Spread through air spaces (STAS) in lung adenocarcinoma: Prognostic impact of morphologic patterns, density, and extent

According to the World Health Organization (WHO), lung cancer is among the most common malignancies worldwide and remains the leading cause of cancer-related deaths. In 2022, approximately 2.1 million new cases were reported globally, and about 1.8 million individuals died from the disease [[1], [2], [3]]. Such high incidence and mortality rates make lung cancer a major concern for both global health systems and oncologic research.

Non-small cell lung carcinomas (NSCLCs) account for the majority of lung cancers, with adenocarcinoma representing the most frequent histological subtype, comprising 40 % of all cases [4]. Traditionally, the spread of lung adenocarcinomas has been described through lymphatic, hematogenous, and direct invasion pathways. However, in 2015, Kadota et al. [5] identified a novel pattern of tumor spread termed “spread through air spaces – STAS”. In the 5th edition of the WHO Classification of Thoracic Tumors, STAS is defined as tumor cells found within air spaces in the lung parenchyma beyond the edge of the main tumor and is morphologically categorized into three subtypes: micropapillary structures, solid nests, and discohesive single cells [4]. Initially studied in adenocarcinomas, STAS has subsequently gained importance as a phenomenon also investigated in other lung cancer types [6].

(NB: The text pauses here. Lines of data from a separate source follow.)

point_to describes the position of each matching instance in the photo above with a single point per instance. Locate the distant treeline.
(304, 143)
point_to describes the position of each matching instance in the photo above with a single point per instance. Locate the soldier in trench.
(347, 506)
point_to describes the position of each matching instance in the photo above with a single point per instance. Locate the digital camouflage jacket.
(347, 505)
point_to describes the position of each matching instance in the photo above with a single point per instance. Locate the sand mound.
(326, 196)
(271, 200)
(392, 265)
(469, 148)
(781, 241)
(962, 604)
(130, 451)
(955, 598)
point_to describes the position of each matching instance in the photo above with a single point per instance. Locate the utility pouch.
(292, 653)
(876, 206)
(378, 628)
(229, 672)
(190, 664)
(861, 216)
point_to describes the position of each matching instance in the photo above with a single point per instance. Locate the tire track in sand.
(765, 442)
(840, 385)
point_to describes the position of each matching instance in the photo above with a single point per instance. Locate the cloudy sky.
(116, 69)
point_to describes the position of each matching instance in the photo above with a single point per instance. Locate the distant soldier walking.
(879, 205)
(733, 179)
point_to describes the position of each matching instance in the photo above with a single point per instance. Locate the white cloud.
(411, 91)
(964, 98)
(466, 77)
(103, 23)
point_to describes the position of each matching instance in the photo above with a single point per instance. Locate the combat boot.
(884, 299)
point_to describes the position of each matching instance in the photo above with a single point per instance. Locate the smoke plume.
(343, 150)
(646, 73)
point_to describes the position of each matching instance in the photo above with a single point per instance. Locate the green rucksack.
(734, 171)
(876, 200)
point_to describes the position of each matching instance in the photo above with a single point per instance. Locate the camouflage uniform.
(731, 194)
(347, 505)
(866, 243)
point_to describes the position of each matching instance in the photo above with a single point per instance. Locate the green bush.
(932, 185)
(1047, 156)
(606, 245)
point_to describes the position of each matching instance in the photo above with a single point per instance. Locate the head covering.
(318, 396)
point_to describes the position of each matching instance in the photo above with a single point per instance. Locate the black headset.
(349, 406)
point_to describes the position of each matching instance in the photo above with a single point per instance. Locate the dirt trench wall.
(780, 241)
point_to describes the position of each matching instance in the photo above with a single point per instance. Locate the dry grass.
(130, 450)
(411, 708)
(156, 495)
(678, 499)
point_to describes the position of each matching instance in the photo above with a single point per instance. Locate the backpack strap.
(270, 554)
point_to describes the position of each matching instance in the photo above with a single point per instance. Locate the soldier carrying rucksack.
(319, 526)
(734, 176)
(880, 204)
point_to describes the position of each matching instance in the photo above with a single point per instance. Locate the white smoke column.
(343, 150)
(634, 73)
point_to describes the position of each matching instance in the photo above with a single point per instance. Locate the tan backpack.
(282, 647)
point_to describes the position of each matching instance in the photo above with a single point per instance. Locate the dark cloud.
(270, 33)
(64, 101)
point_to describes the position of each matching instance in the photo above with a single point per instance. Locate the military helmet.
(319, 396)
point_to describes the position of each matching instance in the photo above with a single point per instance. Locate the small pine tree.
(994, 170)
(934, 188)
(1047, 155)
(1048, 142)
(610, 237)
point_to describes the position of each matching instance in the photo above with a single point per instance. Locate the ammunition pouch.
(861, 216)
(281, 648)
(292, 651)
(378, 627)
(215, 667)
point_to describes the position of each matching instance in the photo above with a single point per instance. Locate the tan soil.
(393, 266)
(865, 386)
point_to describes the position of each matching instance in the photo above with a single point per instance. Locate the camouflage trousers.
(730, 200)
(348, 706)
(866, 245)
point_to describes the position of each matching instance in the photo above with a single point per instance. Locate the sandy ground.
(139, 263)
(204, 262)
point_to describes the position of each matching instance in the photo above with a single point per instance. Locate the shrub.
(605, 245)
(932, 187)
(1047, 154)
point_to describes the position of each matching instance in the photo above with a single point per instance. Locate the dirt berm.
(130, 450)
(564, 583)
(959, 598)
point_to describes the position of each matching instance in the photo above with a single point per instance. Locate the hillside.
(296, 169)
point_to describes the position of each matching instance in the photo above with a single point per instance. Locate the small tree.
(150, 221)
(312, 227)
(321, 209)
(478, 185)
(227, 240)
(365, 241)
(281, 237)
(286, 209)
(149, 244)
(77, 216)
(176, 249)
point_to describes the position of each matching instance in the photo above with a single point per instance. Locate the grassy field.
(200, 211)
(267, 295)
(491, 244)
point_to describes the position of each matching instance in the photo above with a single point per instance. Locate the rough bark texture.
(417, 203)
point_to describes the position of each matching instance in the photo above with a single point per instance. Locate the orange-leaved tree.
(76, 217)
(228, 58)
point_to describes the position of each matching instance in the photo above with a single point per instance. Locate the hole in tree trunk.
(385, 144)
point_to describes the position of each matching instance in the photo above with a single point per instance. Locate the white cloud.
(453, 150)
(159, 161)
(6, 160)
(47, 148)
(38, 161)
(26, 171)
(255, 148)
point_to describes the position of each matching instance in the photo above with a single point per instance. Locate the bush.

Following Kadota's definition, the morphological patterns of STAS were described in more detail, and additional classifications emerged, characterizing STAS either by distance (limited vs. extensive STAS) or by the number of foci and cluster density (low vs. high-level STAS) [7,8]. Numerous studies have demonstrated that the presence of STAS is associated with increased tumor aggressiveness and serves as an independent adverse prognostic factor [5,9]. Nevertheless, the majority of these investigations have focused primarily on the mere presence or absence of STAS. Its underlying mechanism remains poorly understood, and only a limited number of studies have addressed the prognostic impact of histologic parameters such as morphological subtype, extent, and density.

In this study, we evaluated STAS morphological subtypes, extent, and density in lung adenocarcinomas, and analyzed their relationship with clinicopathologic features and survival outcomes. By assessing these parameters in a large surgical resection cohort, our aim was to address existing gaps in the literature and highlight the prognostic significance of STAS from multiple perspectives, with a particular focus on its potential implications for clinical management.